SYK Is Involved in the CD38 Signal Transduction Pathway in Chronic Lymphocytic Leukemia

B-cell chronic lymphocytic leukemia (CLL) is one of the most prevalent B cell malignancies in adults and characterized by expansion of monoclonal mature B cells. Survival and proliferation of CLL cells depends on microenvironmental contact in lymphoid organs. The transmembrane glycoprotein CD38 acts as an important mediator of survival, proliferation and migration signals for CLL cells, and its expression is associated with poor prognosis. Spleen tyrosine kinase (SYK) is a central element of the B-cell receptor signal transduction pathway and has additionally been shown to be involved in cytokine and integrine signaling. In this study we demonstrate direct involvement of SYK in the CD38 signaling pathway in primary CLL samples.

CD38-stimulation of primary CLL cells by its ligand CD31 induced a consistent phosphorylation of the tyrosine residue Y352, the first activation site that releases SYK from its autoinhibitory conformation (p<0.001). SYK downstream targets AKT (p<0.05) and ERK (p<0.05) were subsequently induced and prolonged CD38-stimulation increased MCL-1-expression (p<0.05). Concomitant inhibition of SYK with the SYK inhibitor R406 resulted in inhibition of AKT- and ERK-activation (p<0.05 and p<0.01) and prevented upregulation of MCL-1 (p<0.01). Moreover, we observed SYK-dependent enhancement of BCR-signaling after CD38 ligation. Short-term exposure of CLL cells to CD31 led to an increase of ERK-phosphorylation after BCR-engagement by 41.9% (p<0.05). This effect was completely abolished by concomitant R406-treatment (p<0.05). Additionally, we observed a SYK-dependent increase of Ca²⁺-flux in response to BCR-stimulation after previous CD38 activation. Moreover, preliminary experiments show that prolonged CD38-stimulation led to a SYK-dependent increase of baseline Ca²⁺-flux in CLL cells, indicating a potential involvement of CD38 in autonomous BCR-signaling. CD38 acts as an enhancer of migratory stimuli in CLL cells. We therefore analysed, whether SYK is also involved in this interaction process. CXCL12-dependent migration was increased by CD38 stimulation with the agonistic CD38 antibody IB4 by 28.3% (p=0.12). Treatment of CLL cells with R406 completely inhibited IB4-mediated migration (p<0.01). The expression of CD38 is regulated by a variety of mechanisms, including CD40 ligation. SYK is involved in CD40 signaling. We therefore tested, whether SYK-inhibition affects CD38-expression. Stimulation of CLL cells with recombinant CD40L resulted in a significant increase of CD38-expression (p<0.05). This effect was reversed by concomitant SYK-inhibition (p<0.01). In addition, we observed marked down-regulation of CD38 surface-expression (p<0.05) and mRNA-expression (p<0.05) for CLL cells treated with SYK-inhibitors R406 or P505-15 compared to vehicle control. This effect is at least partly based on transcriptional inhibition of CD38-regulators NF-kB (p<0.05) and E2A (p<0.05). Finally, we observed a clear correlation between CD38 expression on CLL cells and SYK-inhibitor efficacy (p<0.01).

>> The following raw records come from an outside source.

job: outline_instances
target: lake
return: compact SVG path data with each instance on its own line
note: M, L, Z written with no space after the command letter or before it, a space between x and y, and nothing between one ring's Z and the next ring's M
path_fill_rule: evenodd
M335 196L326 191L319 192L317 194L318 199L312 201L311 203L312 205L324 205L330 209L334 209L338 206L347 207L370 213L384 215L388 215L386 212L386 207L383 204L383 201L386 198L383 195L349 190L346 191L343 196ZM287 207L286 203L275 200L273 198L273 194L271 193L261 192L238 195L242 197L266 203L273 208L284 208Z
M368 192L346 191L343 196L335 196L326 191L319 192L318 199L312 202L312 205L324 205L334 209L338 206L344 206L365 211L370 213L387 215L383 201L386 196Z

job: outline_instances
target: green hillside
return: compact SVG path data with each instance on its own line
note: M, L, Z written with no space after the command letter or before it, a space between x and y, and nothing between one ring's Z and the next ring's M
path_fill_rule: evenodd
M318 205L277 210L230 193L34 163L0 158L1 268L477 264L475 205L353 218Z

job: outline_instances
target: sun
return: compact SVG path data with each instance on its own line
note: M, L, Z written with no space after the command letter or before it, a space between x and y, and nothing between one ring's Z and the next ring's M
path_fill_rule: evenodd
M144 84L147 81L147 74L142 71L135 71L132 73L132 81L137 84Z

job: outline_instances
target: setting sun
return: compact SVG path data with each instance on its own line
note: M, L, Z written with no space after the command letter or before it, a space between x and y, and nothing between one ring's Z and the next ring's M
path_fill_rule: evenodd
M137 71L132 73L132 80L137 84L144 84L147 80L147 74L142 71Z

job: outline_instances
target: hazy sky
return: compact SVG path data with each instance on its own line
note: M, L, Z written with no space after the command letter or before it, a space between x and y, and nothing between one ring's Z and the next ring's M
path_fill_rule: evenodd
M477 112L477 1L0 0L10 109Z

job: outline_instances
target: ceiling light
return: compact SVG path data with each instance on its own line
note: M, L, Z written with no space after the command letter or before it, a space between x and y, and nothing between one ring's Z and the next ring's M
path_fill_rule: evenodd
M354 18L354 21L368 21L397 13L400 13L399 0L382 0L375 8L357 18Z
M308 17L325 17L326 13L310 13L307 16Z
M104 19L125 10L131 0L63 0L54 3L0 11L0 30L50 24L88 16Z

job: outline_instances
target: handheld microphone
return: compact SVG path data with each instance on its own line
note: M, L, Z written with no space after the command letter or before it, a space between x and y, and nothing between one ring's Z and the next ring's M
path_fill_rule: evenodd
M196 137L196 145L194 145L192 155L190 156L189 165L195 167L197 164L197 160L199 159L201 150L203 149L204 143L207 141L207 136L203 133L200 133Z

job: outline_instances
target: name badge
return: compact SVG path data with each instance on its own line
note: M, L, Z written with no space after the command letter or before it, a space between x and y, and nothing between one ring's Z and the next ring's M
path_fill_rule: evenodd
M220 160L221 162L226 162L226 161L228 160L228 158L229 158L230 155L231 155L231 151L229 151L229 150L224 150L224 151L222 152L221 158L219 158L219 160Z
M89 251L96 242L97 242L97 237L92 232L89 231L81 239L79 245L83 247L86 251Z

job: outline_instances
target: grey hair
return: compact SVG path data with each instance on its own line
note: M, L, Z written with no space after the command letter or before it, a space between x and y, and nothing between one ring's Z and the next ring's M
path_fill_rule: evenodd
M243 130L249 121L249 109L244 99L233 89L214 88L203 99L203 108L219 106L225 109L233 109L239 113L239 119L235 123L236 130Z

In conclusion, our data show that SYK acts as a central downstream effector of CD38 signaling regulating survival-, proliferation-, and migration pathways in CLL and also functions as a strong regulator of CD38 expression. The interaction of CD38 and SYK involves the BCR pathways, where CD38 enhances the response to BCR-stimulation and, moreover, may act as an enhancer of autonomous BCR-signaling in CLL. Additionally, the CD38-SYK interaction involves BCR-independent microenvironmental pathways as shown for CD40 and CXCL12. CD38 expression not only serves as a negative prognostic marker but has also been shown to possess biological significance in CLL. We therefore propose that disruption of the CD38-SYK axis may represent a promising therapeutic option in CLL.